Importance of Non-Adiabatic Effects on Kohn Anomalies in 1D metals

TL;DR

This paper explores how non-adiabatic effects influence Kohn anomalies in 1D metals, providing a model that predicts phonon behavior and system instability thresholds validated by first-principles calculations.

Contribution

The study introduces a model analyzing non-adiabatic effects on Kohn anomalies in 1D metals and predicts instability thresholds relevant for experimental observations.

Findings

Identification of a coupling strength threshold for instability.

Validation of the model with first-principles calculations on carbon nanotubes.

Insights into the influence of electron effective mass on phonon renormalization.

Abstract

Kohn anomalies are kinks or dips in phonon dispersions which are pronounced in low-dimensional materials.
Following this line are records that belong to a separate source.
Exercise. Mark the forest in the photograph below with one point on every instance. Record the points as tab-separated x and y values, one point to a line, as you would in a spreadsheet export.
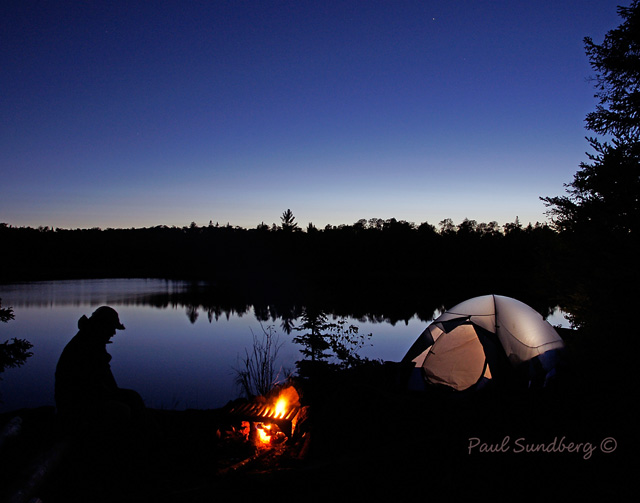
371	261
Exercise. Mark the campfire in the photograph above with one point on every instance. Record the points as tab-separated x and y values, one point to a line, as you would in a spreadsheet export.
270	421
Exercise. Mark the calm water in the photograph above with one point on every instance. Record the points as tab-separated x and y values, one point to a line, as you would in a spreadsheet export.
176	355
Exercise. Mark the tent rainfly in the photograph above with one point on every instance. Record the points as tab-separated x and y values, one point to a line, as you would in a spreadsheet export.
481	340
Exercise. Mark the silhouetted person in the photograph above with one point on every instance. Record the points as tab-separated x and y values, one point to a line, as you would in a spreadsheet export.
86	393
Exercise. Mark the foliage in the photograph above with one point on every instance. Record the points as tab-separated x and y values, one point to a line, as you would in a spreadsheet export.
325	341
259	374
13	353
288	222
605	193
600	214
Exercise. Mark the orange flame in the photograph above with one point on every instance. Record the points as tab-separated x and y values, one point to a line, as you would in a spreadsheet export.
281	407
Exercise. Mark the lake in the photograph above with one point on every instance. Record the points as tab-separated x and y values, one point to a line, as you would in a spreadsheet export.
177	352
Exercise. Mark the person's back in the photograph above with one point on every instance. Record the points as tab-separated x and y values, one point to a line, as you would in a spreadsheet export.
83	373
86	392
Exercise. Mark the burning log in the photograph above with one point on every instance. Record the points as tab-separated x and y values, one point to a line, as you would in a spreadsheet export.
282	410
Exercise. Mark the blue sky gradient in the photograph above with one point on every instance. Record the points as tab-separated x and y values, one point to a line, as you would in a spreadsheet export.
135	114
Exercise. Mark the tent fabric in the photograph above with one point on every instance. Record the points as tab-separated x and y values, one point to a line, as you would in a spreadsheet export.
478	338
457	361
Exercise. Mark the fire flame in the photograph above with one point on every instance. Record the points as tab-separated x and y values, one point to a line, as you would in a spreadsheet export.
281	408
264	433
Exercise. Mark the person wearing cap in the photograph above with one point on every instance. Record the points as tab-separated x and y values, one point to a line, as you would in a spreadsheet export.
86	392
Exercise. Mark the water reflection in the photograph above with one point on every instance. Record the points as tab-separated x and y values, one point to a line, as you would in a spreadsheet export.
183	339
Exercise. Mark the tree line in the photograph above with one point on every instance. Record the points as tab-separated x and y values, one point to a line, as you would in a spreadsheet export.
371	259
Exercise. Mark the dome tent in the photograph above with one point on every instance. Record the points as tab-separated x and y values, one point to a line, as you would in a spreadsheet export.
483	339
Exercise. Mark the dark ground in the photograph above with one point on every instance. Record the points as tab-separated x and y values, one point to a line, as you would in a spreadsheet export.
368	438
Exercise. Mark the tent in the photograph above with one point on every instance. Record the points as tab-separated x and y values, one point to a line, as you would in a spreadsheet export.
483	340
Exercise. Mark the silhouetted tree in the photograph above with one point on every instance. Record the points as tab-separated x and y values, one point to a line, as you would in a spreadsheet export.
288	222
600	214
15	352
604	196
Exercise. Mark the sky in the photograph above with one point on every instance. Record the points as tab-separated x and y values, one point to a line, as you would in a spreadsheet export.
142	113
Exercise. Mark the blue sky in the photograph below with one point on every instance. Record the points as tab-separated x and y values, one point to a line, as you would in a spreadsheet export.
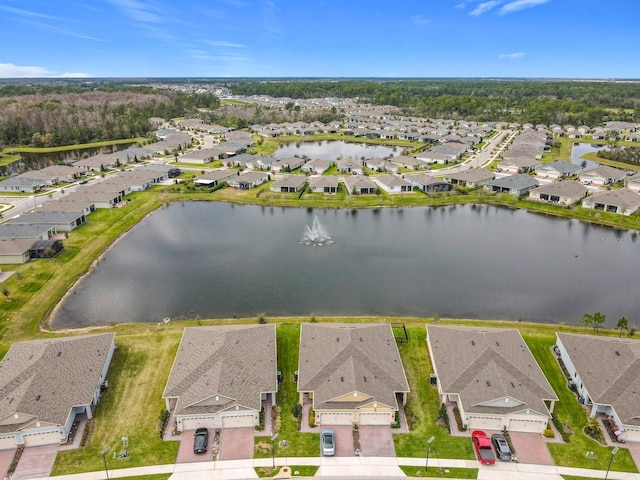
320	38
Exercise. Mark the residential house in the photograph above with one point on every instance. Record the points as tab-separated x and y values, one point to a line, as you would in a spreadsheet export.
566	193
473	178
14	231
350	166
602	175
557	170
287	164
221	375
411	163
248	180
352	374
604	371
53	174
519	164
393	184
428	183
96	163
45	384
214	178
289	184
430	156
360	185
633	183
513	184
316	167
622	201
492	377
60	221
324	184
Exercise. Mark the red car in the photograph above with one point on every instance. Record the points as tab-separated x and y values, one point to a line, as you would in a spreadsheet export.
482	445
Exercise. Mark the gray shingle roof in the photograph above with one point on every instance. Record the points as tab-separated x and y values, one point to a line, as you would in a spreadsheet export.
43	380
610	370
483	365
237	363
567	189
514	181
339	359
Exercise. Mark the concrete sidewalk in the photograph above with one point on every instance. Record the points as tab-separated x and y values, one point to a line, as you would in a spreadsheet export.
363	467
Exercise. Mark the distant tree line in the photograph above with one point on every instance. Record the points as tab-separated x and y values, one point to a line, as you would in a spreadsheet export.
52	115
548	102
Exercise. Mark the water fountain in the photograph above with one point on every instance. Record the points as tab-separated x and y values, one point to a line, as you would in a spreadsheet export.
316	235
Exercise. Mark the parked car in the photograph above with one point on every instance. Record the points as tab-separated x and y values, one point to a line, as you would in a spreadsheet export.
200	440
482	446
503	452
328	443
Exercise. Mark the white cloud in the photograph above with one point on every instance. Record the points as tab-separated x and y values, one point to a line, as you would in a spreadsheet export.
511	56
139	11
27	13
222	43
9	70
420	20
520	5
484	7
271	12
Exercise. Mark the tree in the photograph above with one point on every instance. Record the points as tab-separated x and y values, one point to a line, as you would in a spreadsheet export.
598	318
587	321
622	324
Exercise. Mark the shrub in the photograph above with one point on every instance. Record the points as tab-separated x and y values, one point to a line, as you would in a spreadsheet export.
163	419
593	430
312	418
456	413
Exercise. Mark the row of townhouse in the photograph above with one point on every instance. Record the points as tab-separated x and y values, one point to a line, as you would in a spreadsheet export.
40	232
348	374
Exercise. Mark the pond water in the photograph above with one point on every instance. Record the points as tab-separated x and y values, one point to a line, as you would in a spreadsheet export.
335	150
580	149
217	260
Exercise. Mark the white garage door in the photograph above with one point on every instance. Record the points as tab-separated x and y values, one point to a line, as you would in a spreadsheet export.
374	418
193	423
485	423
341	418
46	438
237	421
7	443
531	426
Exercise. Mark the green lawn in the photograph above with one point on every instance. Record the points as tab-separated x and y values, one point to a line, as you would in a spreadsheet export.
423	404
298	444
296	471
570	412
130	407
435	472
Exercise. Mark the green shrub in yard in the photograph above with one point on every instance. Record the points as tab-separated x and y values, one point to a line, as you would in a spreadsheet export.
312	418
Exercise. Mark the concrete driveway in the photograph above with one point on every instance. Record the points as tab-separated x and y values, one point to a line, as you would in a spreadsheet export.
531	448
344	439
6	457
376	441
185	452
36	462
237	443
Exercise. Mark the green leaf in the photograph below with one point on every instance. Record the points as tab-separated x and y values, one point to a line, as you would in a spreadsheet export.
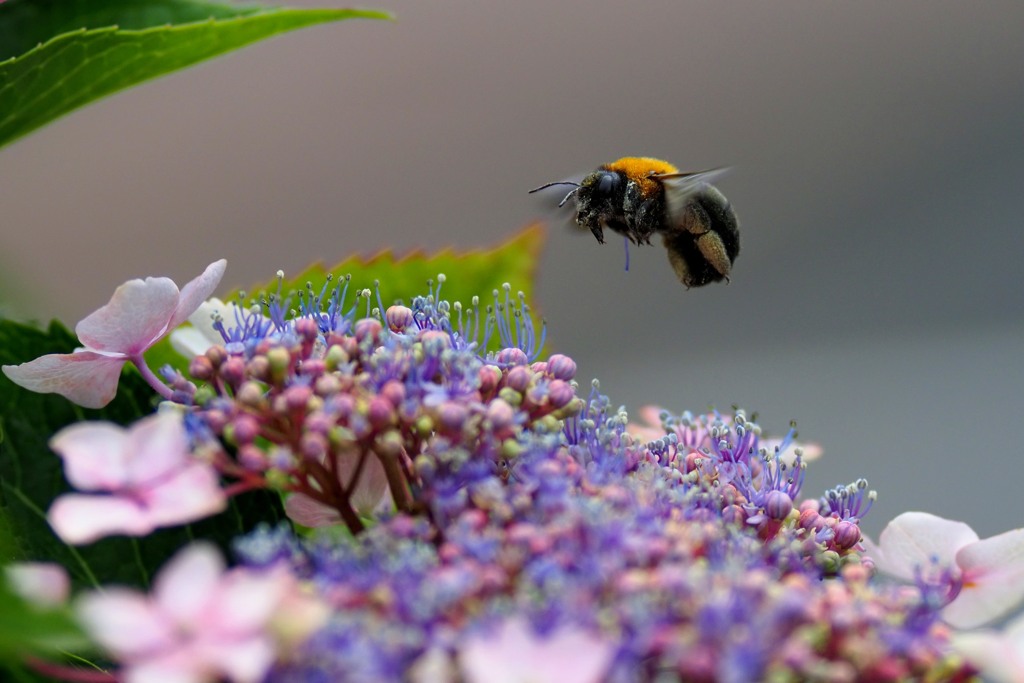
31	475
56	55
469	273
28	629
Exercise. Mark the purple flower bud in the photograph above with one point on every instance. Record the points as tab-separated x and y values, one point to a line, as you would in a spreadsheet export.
847	535
512	356
733	514
394	392
318	422
312	368
452	416
252	458
381	412
398	317
216	354
327	385
501	415
561	367
313	445
368	329
296	397
245	428
258	368
306	329
201	368
232	372
489	378
560	393
778	505
343	404
518	378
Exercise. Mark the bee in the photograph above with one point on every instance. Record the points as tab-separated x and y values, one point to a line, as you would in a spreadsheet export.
637	197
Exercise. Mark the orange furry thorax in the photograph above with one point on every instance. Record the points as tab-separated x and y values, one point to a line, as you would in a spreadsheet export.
639	170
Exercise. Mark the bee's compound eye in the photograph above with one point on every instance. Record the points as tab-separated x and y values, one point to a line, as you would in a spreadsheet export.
607	183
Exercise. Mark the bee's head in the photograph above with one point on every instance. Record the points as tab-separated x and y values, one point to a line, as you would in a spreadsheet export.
599	200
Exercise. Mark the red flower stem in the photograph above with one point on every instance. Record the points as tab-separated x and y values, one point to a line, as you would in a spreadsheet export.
150	377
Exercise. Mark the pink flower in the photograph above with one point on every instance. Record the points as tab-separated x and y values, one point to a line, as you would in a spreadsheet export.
139	313
44	584
990	572
371	493
515	654
144	477
200	623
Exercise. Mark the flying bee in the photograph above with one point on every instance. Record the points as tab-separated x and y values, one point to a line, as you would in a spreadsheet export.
637	197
We investigate the effects of non-adiabatic phonon self-energy on Kohn anomalies in one-dimensional metals by developing a model that analyzes how the adiabatic phonon frequency, electron effective mass, and electron-phonon coupling strength influence phonon mode renormalization. We introduce an electron-phonon coupling strength threshold for low-temperature system instability, providing experimentalists with a tool to predict them. Finally, we validate the predictions of our model against first-principles calculations on a 4 {\AA}-diameter carbon nanotube.